Databases 6 min read

How to Diagnose and Resolve MySQL Process CPU Usage Spiking to 900%

This article explains common scenarios that cause MySQL (and related services) to consume 900% CPU, outlines step‑by‑step diagnosis using tools like top and show processlist, and provides practical remediation such as killing offending threads, adding missing indexes, disabling slow‑log, and leveraging Redis caching to bring CPU usage down to acceptable levels.

Laravel Tech Community
Laravel Tech Community
Laravel Tech Community
How to Diagnose and Resolve MySQL Process CPU Usage Spiking to 900%

Scenario 1: MySQL Process CPU Spikes to 900%

During heavy database operations, CPU usage can suddenly exceed 200% or even reach 900% when many concurrent low‑performance SQL statements run without proper indexes, especially if slow‑log is enabled.

Scenario 2: PHP Process CPU Spikes to 900%

Although PHP normally does not perform heavy CPU work, under high concurrency it can also cause CPU usage to soar to 900%.

Other Scenarios

Similar CPU spikes can occur with services like Redis or Nginx.

MySQL Process CPU Spiking to 900% – How to Handle?

Diagnosis Steps:

Use top to confirm that mysqld is the culprit.

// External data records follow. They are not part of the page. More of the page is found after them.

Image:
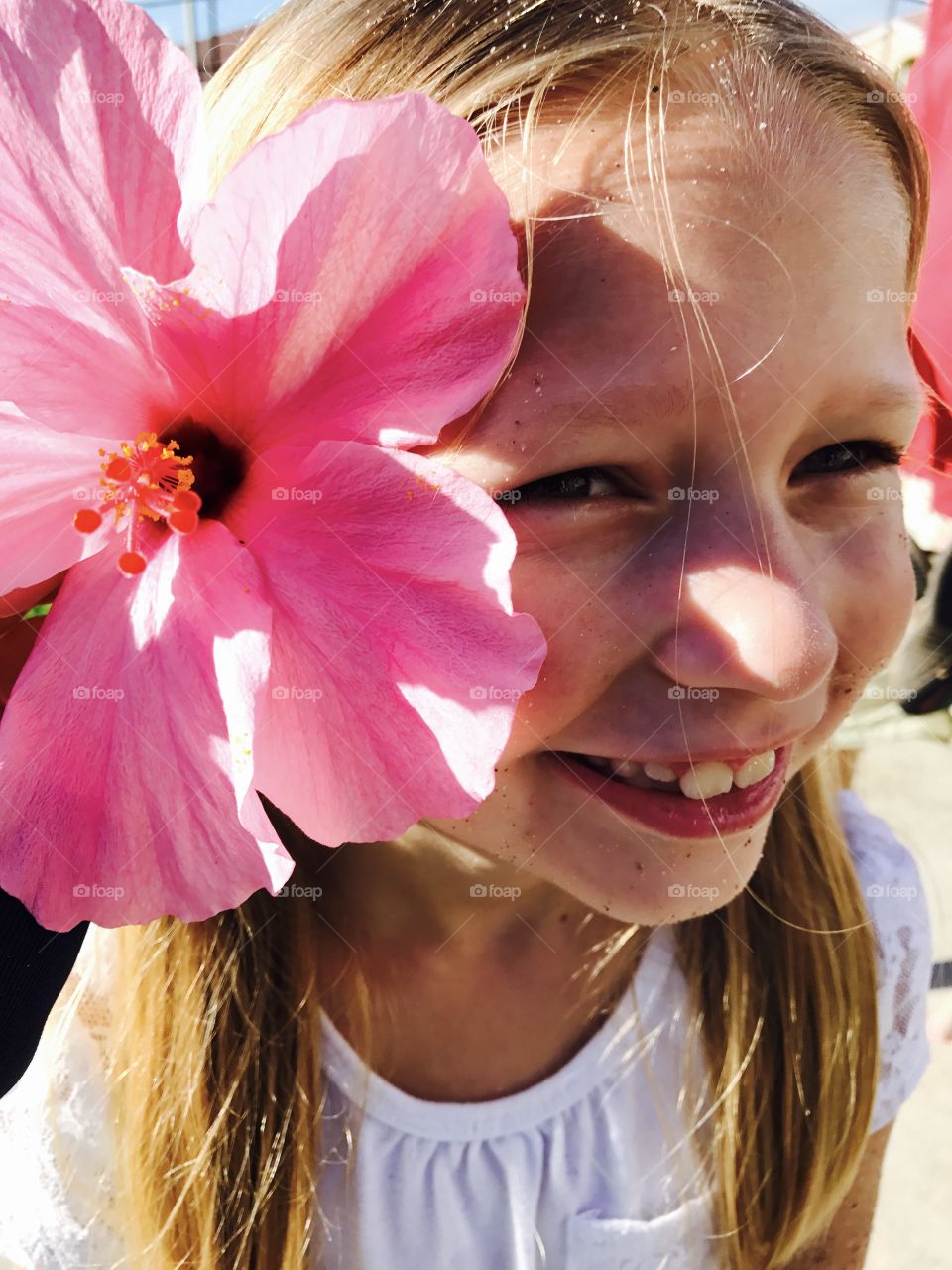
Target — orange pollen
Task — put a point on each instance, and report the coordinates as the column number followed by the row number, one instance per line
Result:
column 148, row 477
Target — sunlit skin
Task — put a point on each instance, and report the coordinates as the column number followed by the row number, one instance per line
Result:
column 783, row 594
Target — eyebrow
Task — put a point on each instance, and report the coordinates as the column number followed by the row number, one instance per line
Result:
column 656, row 403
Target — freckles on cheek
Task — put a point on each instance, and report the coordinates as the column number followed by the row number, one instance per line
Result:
column 583, row 657
column 873, row 597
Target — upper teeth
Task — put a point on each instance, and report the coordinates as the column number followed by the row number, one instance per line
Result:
column 706, row 780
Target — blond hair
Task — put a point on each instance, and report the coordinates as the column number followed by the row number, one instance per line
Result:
column 217, row 1079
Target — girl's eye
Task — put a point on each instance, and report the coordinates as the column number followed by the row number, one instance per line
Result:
column 830, row 460
column 578, row 485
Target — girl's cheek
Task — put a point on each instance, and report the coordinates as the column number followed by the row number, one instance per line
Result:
column 873, row 593
column 592, row 642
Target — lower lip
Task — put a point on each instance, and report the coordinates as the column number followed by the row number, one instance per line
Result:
column 676, row 816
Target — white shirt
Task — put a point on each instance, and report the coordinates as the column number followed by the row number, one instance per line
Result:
column 590, row 1169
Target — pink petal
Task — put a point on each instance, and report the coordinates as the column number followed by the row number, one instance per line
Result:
column 45, row 479
column 335, row 270
column 397, row 659
column 150, row 790
column 102, row 119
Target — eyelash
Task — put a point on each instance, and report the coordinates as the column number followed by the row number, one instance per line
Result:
column 880, row 453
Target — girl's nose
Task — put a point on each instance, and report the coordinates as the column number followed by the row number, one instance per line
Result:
column 738, row 627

If it is, run show processlist; to view active sessions and identify resource‑intensive SQL.

Examine the offending SQL, its execution plan, and check for missing indexes or excessive data volume.

Remediation Process:

Kill the problematic threads while monitoring CPU drop, then adjust the queries (add indexes, rewrite SQL, tweak memory parameters) and restart them.

If missing indexes are found, create them; if many sessions flood in, collaborate with the application team to limit connection counts.

Optimization is iterative: apply one change, observe the effect, then continue refining.

In a real incident, a poorly written SQL caused MySQL CPU usage to exceed 900%. After adding the appropriate index and moving frequent reads to Redis cache, CPU stabilized around 70‑80%.

Key observations:

Avoid enabling slow‑log when CPU is already high; it can further degrade performance. show processlist quickly reveals the heavy SQL statements, often pointing to index, lock, or large‑table issues.

Introduce caching (e.g., Redis) to reduce query frequency on MySQL.

Memory tuning can also help alleviate CPU pressure.

Do not turn on slow‑log during high CPU usage because it adds disk I/O overhead.

Use show processlist to pinpoint problematic queries and address index or query inefficiencies.

Employ a cache layer to offload read traffic from MySQL.

Consider memory parameter adjustments as part of the solution.

In summary, the incident was resolved primarily by adding missing indexes and integrating caching, which together reduced CPU consumption dramatically.